Print issue of June Communications of the ACM online

June 4th, 2008

Here is the print edition of the Communications of the ACM Special Issue on Organic User Interfaces. Courtesy of ACM, html versions of the articles have been made freely available at this site, for anyone to enjoy. For a table of contents, please refer to the sidebar on the right.

DisplayObjects: Interactive Styrofoam Gadget Design Workbench

May 31st, 2008

DisplayObjects, by Eric Akaoka and Roel Vertegaal at the Human Media Laboratory in Canada is an organic user interface for creating computer displays on arbitrary surfaces, such as pieces of model cardboard or blocks of styrofoam. It allows easy prototyping of hardware gadgets through software/hardware fusion.
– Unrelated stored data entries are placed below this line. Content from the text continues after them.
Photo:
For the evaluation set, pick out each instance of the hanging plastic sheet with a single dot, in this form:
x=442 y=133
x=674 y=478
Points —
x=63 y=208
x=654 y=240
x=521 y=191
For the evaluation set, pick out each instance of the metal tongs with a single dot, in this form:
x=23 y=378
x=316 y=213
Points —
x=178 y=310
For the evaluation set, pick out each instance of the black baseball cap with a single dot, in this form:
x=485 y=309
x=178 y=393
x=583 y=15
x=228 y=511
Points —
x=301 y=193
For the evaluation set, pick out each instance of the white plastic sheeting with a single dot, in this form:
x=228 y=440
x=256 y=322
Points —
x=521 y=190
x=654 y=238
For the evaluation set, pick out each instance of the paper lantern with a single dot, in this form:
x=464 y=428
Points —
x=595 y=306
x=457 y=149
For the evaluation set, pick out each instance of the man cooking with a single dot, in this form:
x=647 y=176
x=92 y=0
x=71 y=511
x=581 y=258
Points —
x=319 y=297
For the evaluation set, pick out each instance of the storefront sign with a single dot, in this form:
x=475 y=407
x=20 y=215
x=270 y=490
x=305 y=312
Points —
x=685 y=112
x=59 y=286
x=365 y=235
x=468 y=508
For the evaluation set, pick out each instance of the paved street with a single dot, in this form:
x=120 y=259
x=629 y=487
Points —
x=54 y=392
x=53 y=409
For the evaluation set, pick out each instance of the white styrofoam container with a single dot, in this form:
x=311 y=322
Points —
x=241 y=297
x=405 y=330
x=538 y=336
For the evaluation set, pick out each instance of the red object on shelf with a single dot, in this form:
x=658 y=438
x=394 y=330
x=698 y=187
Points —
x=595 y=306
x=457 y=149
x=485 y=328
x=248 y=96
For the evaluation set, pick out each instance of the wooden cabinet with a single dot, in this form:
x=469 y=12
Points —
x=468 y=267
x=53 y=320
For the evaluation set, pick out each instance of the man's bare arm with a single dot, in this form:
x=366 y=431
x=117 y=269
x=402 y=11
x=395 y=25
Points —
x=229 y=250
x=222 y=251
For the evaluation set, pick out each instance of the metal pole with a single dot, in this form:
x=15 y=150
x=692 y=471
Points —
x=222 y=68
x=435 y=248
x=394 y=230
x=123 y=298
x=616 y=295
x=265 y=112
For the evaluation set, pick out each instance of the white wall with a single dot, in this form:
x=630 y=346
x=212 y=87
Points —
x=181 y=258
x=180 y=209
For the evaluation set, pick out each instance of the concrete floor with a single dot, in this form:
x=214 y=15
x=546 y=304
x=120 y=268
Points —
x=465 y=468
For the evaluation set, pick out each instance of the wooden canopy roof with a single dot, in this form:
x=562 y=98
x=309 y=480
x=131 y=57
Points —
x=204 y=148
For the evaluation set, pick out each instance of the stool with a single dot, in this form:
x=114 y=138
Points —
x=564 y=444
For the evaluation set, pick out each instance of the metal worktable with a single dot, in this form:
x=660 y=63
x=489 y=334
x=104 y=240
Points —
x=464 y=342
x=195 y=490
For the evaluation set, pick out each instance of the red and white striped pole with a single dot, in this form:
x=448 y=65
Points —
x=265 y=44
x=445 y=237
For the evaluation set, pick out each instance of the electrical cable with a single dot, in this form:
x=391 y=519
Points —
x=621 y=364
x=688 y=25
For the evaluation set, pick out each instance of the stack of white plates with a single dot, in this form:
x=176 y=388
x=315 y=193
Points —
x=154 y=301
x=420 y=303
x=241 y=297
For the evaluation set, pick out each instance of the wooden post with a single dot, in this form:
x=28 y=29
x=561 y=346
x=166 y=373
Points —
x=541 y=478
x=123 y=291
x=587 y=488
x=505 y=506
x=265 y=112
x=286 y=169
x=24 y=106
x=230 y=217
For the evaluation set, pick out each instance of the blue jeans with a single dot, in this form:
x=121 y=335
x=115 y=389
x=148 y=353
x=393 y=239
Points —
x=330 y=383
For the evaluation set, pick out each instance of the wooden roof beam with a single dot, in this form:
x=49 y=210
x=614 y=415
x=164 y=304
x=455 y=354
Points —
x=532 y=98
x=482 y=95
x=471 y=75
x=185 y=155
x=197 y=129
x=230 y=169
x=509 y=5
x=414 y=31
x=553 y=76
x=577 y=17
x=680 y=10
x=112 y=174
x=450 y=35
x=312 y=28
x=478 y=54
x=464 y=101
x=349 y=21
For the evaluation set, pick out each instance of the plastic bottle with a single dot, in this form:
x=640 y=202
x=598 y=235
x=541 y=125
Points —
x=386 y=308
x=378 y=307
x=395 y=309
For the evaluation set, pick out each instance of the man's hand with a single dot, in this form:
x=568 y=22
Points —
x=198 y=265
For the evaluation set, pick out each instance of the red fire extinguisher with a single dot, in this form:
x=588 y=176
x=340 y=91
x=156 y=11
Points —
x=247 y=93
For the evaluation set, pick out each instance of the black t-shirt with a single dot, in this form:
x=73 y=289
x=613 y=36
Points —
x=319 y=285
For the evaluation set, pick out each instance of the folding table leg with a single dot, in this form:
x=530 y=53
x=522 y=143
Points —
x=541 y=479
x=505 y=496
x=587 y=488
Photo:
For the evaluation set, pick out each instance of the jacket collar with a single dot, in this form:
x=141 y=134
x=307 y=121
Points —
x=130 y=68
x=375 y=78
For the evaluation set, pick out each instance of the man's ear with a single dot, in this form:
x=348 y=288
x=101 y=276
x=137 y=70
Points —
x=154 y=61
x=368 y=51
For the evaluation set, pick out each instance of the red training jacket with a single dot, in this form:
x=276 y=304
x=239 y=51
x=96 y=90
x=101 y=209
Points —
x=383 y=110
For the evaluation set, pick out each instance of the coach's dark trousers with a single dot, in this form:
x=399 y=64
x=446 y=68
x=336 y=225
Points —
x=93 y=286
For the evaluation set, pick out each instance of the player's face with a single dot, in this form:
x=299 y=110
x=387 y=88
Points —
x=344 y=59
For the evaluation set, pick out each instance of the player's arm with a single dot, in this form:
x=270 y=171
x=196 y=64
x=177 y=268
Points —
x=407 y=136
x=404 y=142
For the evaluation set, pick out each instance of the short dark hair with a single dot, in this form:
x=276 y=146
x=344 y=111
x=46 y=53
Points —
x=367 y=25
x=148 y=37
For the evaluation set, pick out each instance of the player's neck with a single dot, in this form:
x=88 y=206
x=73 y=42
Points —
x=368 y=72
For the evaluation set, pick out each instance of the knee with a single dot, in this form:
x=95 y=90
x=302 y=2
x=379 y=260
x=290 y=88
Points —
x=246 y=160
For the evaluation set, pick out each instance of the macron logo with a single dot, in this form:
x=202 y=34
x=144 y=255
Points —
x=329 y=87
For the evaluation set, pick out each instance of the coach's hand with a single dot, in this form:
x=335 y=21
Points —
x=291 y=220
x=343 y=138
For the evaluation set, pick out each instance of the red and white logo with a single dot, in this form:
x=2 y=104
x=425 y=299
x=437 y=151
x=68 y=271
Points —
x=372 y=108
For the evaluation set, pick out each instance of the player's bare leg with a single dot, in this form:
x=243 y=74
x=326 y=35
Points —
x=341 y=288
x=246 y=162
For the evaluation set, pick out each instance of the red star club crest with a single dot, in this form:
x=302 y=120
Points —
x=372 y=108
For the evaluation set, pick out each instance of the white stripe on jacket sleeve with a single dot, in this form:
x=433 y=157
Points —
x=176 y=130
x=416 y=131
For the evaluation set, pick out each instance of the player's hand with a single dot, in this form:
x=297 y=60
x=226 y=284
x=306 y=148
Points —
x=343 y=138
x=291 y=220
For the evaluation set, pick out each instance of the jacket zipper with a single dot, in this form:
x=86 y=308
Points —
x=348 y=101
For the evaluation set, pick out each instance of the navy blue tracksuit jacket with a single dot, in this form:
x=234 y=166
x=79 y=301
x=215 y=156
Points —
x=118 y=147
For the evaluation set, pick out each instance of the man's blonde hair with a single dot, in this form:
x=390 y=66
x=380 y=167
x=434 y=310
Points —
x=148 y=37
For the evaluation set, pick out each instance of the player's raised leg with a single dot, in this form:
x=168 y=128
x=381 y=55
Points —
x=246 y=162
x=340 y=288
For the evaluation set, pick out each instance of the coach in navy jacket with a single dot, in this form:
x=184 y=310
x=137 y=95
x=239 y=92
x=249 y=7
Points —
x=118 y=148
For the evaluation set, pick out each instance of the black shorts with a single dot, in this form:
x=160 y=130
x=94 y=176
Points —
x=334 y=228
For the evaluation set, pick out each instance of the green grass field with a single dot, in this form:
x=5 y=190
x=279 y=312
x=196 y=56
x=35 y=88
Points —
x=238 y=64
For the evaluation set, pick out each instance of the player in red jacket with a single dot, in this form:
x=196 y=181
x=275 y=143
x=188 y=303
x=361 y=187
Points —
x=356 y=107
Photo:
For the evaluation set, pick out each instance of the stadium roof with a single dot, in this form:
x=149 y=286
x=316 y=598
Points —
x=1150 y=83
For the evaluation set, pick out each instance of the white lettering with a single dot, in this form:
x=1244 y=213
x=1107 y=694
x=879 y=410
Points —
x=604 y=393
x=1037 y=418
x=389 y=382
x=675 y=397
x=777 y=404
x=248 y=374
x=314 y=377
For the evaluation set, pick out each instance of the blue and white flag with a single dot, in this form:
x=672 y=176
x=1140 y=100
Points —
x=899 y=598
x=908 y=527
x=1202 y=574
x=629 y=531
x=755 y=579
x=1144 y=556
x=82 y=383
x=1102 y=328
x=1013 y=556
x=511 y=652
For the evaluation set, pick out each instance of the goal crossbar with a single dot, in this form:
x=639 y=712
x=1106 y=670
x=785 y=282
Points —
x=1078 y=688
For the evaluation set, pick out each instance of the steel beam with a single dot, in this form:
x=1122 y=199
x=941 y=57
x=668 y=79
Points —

The system tracks the location of the model, as well as the finger, via markers tracked through computer vision, and renders a 3D software model of the object back onto the hardware model through projection [Site Link].

Gummi: First Flexible Computer

May 31st, 2008

Gummi, designed at Sony Computer Science Laboratories by Carsten Schwesig and Ivan Poupyrev, simulated a credit-card size flexible computer, that could be used to, for example, navigate subway maps. A touch screen on the back allowed for positional input, while bending back and forth allowed for zoom operations [Site Link].

PaperWindows: The First Foldable, Hi-Res Paper Computer

May 31st, 2008

Designed by David Holman and Roel Vertegaal at the Human Media Lab in Canada, PaperWindows was the world’s first foldable paper computer. PaperWindows simulates hi-res, full-color e-ink display through projection. Shape is tracked using a Vicon computer vision system, and projections of real computer windows are corrected for the shape of the paper before being projected back. The experience is one of true electronic paper. Folding, bending and earmarking can be used to page down and otherwise navigate documents. [Paper Link]

CMU Claytronics Concept

May 30th, 2008

Concept video by CMU’s Computer Science Department showing a future display in which molecular voxels, or Moxels, build up display elements physically, in 3D [Site Link].